Der Kaiser Qianlong musste zum dritten Mal nach Jiaxing kommen, um endlich die Sonne zu sehen. Das freudige Ereigniss hat er sofort in einem Gedicht festgehalten, das nach wie vor auf einer Steinstele zu besichtigen ist. Auch rund 300 Jahre später hat sich die Wetterlage anscheinend nicht besonders gebessert. Es gießt in Strömen über den Südlichen See von Jiaxing. Die kleine Stadt in Zhejiang ist rund 100 Kilometer von Shanghai entfernt.
Es ist die Heimatstadt der Zongzi, der leckeren Klebreisklößchen, die traditionell zum Drachenbootfest serviert werden. Aber auch zahlreiche berühmte Dichter und Intellekruelle nannten Jiaxing ihre Heimat.

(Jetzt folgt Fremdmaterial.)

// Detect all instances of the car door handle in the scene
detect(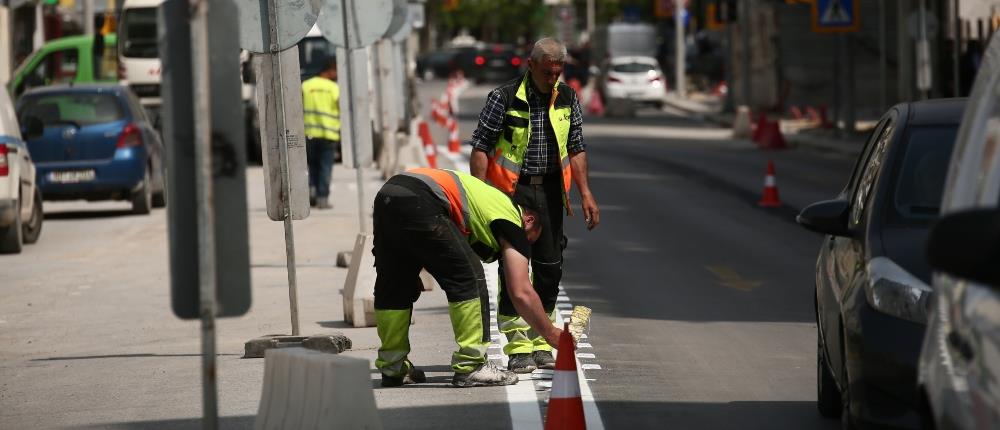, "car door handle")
[948,331,976,361]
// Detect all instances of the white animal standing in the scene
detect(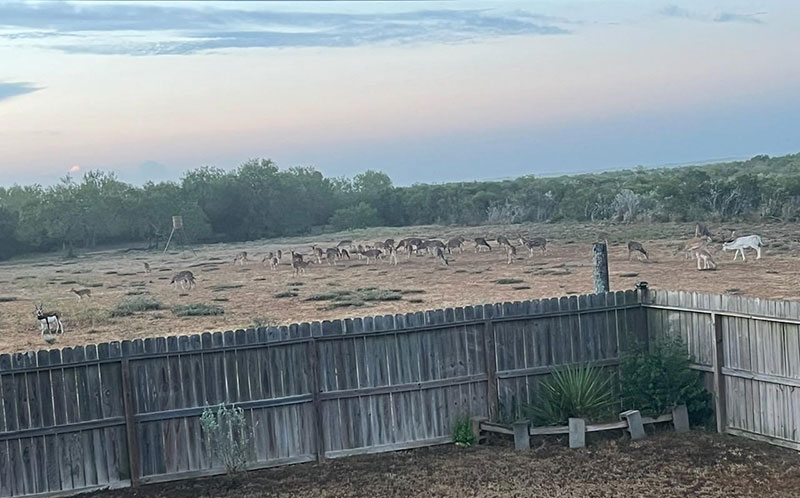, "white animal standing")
[722,235,764,261]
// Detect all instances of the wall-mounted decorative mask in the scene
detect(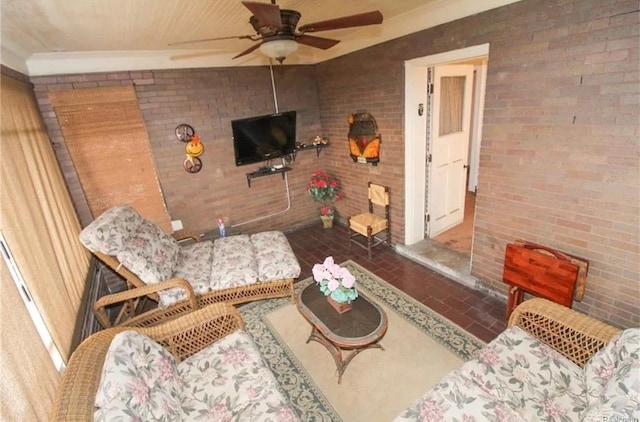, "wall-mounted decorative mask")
[349,111,382,166]
[176,123,204,173]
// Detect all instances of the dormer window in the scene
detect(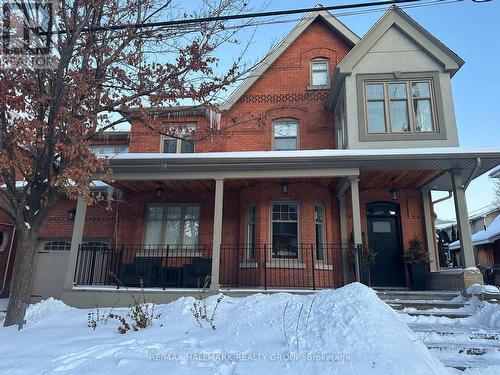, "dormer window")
[162,124,196,154]
[311,59,329,87]
[273,119,299,151]
[365,80,436,134]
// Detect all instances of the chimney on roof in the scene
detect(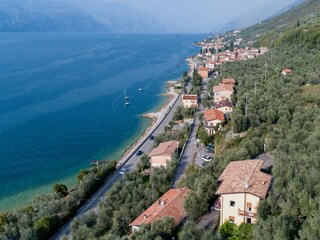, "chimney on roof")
[159,199,165,206]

Darunter waren auch mehrere Gründungsmitglieder der Kommunistischen Partei Chinas. Während des ersten Parteitags in Shanghai sollen die 13 Aktivisten einen merkwürdigen Besuch erhalten haben. Man wurde hellhörig und beschloss, auf Nummer sicher zu gehen und die Stadt zu verlassen. Wang Huiwu, die Frau des Theoretikers Li Da, hat ihren Hematkreis Jiaxing als idealen Fluchtort vorgeschlagen. Man nahm den Zug und stieg in der malerischen Kleinstadt aus, die schon damals ein beliebter Ausflugsort für Städter war. Um nicht aufzufallen, haben die jungen Kommunisten ein Ausflugsboot gemietet, in dem schließlich die letzten Details des Parteiprogramms beschlossen wurden. Dann hat man wieder seine Sachen gepackt und ist zurück nach Shanghai gekehrt.
Heute ist der Nanhu von Jiaxing eine beliebtes Ziel für „rote Reisen". So nennt man im modernen China Touren, die an geschichtsträchtige Orte führen, die für die Kommunistische Bewegung von Bedeutung waren. Tausende Touristen drängen sich an der kleinen Insel, an der das Duplikat des Bootes steht, in dem Geschichte geschrieben wurde. Das Original ging in den Kriegswirren verloren. Junge Parteimitglieder schwören hier, die Prinzipien der Partei zu befolgen und Leute von außerhalb verbinden einen Spaziergang in der malerischen Landschaft mit gelebter Geschichte. Nur der Nieselregen von Jiaxing scheint sich seit der Zeit von Qianlong nicht geändert zu haben.